Marcelo Crivella, a well-known evangelical pastor turned politician, once served in several African nations, including South Africa.

“The Brazilians can connect. I was the only White person in the middle of this great crowd in the time of Apartheid, when Whites and Blacks couldn’t talk to each other. It was forbidden by law,” he recalls. 

He remembers those days with fondness. “I would love to go back there.”

Crivella says Brazil’s warmth, hospitality, and cultural diversity help its missionaries connect across borders like never before.

“Here in Brazil, we are not red, we are not white, we are not yellow, we are not black, we are Brazilians,” said Crivella, who now serves as a Brazilian Congressman. “We are a mix of everything, that’s why we can go and be accepted in all these countries.”

Today, 400,000 missionaries are deployed around the world. The United States is the number one missionary-sending country, deploying roughly 127,000 of those missionaries. 

Brazil comes in at number two.

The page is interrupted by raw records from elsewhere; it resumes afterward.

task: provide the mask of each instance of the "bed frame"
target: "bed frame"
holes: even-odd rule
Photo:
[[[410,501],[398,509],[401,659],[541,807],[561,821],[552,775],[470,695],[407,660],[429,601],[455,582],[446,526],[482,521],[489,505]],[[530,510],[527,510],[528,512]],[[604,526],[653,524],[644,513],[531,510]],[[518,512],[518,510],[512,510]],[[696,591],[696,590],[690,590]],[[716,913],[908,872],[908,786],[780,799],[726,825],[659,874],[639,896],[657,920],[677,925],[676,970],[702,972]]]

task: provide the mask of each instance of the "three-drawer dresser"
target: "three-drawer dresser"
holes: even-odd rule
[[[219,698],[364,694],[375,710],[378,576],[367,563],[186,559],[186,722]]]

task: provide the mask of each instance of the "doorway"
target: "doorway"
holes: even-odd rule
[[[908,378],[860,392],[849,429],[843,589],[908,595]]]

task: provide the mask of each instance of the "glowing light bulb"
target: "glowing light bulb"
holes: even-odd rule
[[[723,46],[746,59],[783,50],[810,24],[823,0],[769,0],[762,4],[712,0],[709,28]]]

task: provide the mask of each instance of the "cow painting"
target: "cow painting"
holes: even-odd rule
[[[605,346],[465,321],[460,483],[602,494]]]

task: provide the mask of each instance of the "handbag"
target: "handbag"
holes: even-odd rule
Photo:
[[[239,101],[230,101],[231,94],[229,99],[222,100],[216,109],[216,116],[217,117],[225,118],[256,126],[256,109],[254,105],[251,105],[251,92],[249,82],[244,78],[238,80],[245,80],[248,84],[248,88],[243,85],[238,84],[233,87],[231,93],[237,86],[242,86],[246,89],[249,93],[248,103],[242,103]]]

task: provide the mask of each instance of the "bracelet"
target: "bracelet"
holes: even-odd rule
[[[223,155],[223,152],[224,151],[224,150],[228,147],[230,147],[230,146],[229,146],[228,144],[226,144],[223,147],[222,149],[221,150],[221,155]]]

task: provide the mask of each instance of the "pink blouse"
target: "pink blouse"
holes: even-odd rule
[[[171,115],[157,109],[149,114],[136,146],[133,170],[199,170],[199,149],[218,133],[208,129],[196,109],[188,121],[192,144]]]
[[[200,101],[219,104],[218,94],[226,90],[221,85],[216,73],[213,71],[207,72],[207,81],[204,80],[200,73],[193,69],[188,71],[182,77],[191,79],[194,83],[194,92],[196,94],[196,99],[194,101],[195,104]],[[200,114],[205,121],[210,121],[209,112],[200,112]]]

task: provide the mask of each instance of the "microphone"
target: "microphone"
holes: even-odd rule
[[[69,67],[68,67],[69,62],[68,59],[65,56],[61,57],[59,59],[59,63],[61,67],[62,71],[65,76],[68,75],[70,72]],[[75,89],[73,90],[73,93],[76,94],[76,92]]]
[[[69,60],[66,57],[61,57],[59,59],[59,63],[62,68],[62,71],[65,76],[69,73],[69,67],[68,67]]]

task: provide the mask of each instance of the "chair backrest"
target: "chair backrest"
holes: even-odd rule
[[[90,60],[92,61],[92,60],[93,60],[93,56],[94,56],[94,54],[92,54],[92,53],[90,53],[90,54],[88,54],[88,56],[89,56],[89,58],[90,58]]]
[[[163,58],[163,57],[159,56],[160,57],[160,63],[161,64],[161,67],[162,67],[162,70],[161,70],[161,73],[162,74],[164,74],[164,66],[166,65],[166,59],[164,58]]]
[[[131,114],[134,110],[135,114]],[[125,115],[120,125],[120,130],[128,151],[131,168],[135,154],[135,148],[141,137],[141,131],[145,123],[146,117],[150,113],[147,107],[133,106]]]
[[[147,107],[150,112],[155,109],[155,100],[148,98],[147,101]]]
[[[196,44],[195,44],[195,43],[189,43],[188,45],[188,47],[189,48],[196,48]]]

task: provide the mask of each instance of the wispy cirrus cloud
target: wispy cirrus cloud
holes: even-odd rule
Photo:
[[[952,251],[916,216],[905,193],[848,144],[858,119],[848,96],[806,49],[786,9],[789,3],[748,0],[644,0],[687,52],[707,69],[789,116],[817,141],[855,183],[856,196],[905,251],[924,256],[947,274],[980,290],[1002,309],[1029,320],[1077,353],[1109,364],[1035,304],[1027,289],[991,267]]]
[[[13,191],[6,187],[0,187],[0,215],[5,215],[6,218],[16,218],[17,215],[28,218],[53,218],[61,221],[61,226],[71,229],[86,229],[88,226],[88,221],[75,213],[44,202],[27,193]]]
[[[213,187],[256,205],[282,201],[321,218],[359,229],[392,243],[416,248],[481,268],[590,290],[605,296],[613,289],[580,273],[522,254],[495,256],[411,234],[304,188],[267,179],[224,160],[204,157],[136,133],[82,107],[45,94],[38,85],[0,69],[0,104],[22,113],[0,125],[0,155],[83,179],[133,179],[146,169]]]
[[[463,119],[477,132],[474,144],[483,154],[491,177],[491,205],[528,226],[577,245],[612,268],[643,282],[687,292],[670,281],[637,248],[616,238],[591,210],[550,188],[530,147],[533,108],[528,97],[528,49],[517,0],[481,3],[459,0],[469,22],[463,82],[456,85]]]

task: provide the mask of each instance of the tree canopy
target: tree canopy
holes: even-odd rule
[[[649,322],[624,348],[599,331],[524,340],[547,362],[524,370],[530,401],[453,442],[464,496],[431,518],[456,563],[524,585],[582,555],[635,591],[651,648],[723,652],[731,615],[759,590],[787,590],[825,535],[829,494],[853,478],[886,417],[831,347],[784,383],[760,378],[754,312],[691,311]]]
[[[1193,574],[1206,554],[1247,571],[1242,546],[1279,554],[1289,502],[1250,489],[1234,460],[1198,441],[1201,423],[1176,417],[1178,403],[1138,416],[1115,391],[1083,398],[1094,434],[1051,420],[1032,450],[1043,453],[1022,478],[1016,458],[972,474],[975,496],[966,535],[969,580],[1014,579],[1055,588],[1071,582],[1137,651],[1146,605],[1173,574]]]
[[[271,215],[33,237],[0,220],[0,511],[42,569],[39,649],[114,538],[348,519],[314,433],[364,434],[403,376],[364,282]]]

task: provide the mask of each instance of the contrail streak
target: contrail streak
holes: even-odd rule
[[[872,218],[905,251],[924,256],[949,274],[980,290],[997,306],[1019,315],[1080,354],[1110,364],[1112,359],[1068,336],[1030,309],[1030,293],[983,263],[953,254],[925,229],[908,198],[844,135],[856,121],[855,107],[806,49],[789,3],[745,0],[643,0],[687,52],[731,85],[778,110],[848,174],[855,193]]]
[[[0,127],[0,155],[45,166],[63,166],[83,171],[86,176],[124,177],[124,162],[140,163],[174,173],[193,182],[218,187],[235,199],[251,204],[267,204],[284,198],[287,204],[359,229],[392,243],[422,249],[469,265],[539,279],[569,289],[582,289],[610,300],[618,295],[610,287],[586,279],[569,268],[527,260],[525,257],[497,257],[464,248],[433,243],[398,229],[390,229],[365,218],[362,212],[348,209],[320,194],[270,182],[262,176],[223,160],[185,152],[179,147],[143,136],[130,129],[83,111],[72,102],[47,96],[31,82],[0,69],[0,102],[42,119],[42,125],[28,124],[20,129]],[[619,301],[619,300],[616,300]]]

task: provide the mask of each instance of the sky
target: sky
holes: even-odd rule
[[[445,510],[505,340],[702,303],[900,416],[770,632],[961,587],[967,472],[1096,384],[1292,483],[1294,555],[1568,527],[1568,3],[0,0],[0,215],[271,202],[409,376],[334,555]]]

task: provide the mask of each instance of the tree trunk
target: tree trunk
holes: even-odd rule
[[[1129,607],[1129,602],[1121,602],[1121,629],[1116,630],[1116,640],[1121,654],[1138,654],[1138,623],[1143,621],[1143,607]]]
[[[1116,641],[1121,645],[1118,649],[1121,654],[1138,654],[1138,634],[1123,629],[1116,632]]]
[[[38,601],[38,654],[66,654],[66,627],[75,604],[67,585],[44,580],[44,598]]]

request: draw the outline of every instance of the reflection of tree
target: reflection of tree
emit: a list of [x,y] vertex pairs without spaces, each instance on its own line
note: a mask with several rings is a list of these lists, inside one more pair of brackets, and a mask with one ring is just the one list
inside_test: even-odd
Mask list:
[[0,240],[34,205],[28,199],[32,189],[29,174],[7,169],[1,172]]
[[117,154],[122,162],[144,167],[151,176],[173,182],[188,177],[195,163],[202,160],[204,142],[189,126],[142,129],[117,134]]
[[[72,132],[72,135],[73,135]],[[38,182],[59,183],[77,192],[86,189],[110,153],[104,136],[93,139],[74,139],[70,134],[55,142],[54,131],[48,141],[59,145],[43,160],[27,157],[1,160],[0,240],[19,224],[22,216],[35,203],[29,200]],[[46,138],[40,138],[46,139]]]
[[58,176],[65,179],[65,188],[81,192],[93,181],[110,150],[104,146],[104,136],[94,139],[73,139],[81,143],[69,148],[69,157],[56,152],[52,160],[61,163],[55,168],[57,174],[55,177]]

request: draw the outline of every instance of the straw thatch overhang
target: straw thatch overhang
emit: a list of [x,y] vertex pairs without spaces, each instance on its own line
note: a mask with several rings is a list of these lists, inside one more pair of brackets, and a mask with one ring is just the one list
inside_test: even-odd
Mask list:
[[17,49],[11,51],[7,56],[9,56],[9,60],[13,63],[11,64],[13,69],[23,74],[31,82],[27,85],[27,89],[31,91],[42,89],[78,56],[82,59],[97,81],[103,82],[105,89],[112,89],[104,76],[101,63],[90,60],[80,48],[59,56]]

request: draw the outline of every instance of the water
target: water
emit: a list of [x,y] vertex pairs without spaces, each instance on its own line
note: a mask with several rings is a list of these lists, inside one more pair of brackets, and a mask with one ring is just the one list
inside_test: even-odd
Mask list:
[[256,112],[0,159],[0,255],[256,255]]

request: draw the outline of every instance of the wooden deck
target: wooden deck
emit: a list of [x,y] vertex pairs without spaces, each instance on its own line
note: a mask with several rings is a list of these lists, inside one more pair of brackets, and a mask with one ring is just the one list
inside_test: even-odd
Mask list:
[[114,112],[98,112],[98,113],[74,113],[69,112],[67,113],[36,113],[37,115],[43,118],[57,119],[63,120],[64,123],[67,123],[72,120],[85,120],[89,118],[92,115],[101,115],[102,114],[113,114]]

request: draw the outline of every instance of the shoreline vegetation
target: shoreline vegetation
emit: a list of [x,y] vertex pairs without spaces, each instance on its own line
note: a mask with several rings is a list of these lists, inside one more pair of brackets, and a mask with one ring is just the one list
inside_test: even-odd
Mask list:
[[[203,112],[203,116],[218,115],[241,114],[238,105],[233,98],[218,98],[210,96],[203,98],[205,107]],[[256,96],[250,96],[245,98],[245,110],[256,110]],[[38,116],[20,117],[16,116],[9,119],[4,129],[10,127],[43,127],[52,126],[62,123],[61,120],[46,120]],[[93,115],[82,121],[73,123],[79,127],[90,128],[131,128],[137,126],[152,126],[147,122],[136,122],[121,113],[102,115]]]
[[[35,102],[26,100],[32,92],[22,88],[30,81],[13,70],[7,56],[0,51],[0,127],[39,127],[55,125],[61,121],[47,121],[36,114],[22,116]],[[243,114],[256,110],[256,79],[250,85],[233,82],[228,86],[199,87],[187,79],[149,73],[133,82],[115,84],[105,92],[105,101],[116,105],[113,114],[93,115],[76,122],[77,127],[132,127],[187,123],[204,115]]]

Each year, about 38,000 Brazilians travel around the world for the Gospel.

Dr. Todd Johnson, a leading religion researcher at Gordon-Conwell Theological Seminary, says Brazilians have a deep understanding of God’s command to go into all the world and make disciples.

“Brazilians have done a wide variety of things from planting churches to working in hospitals to doing aid work of various kinds in some of the toughest places in the world, and it’s really a story that’s probably not known by most people,” Johnson told CBN News.

 

And they’re also changing how missions are done.

“Brazilian churches want to grow and expand to other nations, so they realize the traditional way of doing missions needs to be challenged and reshaped,” said Breno Vieitas, with Last Call.

Vieitas spent 13 years serving in Mozambique and Spain. He says the old model of raising support can be tough, especially on families.

“I remember being so concerned about raising funds as a missionary,” said Vieitas. “We had so little, and what little we had, we shared with the Mozambican missionaries.”

Now, he’s leading a national push for churches to encourage missionaries to work regular jobs while also serving in ministry. The goal? Make missions smarter, more sustainable, and more effective.

“I’ve returned to Brazil now from the field to mobilize our churches for this new vision,” said Vieitas. “My goal is to spend the next several years raising a new generation of Brazilian missionaries who can be more effective in the field.”

That includes reaching for tough territory, even in places like Europe.

“No, Europe is not dead, we are just getting started,” insisted Rebeca Teixeira, a Brazilian Missionary to Europe.

Teixeira is part of this new generation. With the Brazilian Foursquare church, her family has planted churches in Portugal for years. 

Now, she travels across the continent, encouraging young believers to reclaim Europe for Jesus.

“My heart is to empower and encourage these young leaders wherever they are, if it’s in Portugal, Sweden, Denmark, Germany, I don’t care, a place is just a possibility to see the action of God,” Teixeira told CBN News. “This is what South Americans really think of: legacy, enduring, lasting, legacy throughout families and generations.”

In 2020, Brazil made history when 140,000 young people packed three stadiums for The SEND, a 12-hour rally to mobilize a new wave of missionaries. Nearly two million more joined online.

One of the most powerful moments came as tens of thousands of Brazilians lifted their shoes in the air as a symbolic pledge to take the Gospel to the nations.

“Missions is done in the following way: It is with the hands of the ones that give, the knees of the ones that pray, and with the feet of the ones that go,” said Teixeira.

From coffee shops in Asia to churches across Europe, this new wave of Brazilian missionaries being trained to work bi-vocationally is blazing a path not just about passion, but about sustainability as they carry Christ to the nations.